His description of the new precast concrete rail system which was assembled off-site to enable remarkably quick installation – saving disruption and cost in the process – was of interest to many.
Project managers from Nottingham Trams delivered an equally fascinating lecture on another issue necessary for any established tram: renewals. With many of the UK’s second generation systems now approaching the age where key assets have expired, Marek Szwej and Will Hughes have detailed the planning behind the 2021 lane relay project in the busy lace market from the city. This busy central point of the system features a tight curve and complex gradients, with the works also cutting the network in half, requiring the fleet to be stopped on the system overnight for long periods. Delivered in record time with the support of proven and trusted contractors, the duo explained, this complex project presented the added complexity of an accelerated schedule at the request of the city.

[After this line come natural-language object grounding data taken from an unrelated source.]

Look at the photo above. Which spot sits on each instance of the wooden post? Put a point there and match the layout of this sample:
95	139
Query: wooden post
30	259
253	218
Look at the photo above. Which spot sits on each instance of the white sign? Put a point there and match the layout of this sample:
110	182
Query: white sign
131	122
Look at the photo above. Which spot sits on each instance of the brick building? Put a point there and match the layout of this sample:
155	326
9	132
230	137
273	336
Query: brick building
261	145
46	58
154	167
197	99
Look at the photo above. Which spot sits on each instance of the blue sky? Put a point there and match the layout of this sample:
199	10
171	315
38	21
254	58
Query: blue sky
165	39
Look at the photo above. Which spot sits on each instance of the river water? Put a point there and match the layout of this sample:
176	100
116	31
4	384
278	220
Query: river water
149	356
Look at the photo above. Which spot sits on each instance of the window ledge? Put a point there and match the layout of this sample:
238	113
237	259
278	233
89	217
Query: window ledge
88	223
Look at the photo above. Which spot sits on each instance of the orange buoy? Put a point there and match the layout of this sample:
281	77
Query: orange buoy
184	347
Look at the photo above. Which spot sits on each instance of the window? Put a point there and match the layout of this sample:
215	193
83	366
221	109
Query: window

In addition to the ongoing work, other conferences have explored some of the exciting innovations aimed at reducing the cost of new diets. Dr Christopher Micallef from the University of Warwick presented the technical details of the new track shape for Britain’s groundbreaking Very Light Rail initiative. Aiming for a final cost of just £10/km for a turnkey system of vehicles and infrastructure, advanced materials and clever design should enable the installation of the new 300mm slab track, eliminating the need for a large part of the process of diverting public services, long and expensive. .
Pablo Oromí, project manager for Metrotenerife, traveled to the UK to present another award-winning initiative – a removable track isolation chamber created in-house. In addition to accelerating lane renewal activity by eliminating much of the unnecessary waste associated with splintering the surrounding road surface, this patented method has now been in service for five years. Demonstrating a remarkable 40% savings over traditional methods, the system is compatible with all major track and fixing systems and is easy to integrate into a variety of surface coverings, making it a win-win system.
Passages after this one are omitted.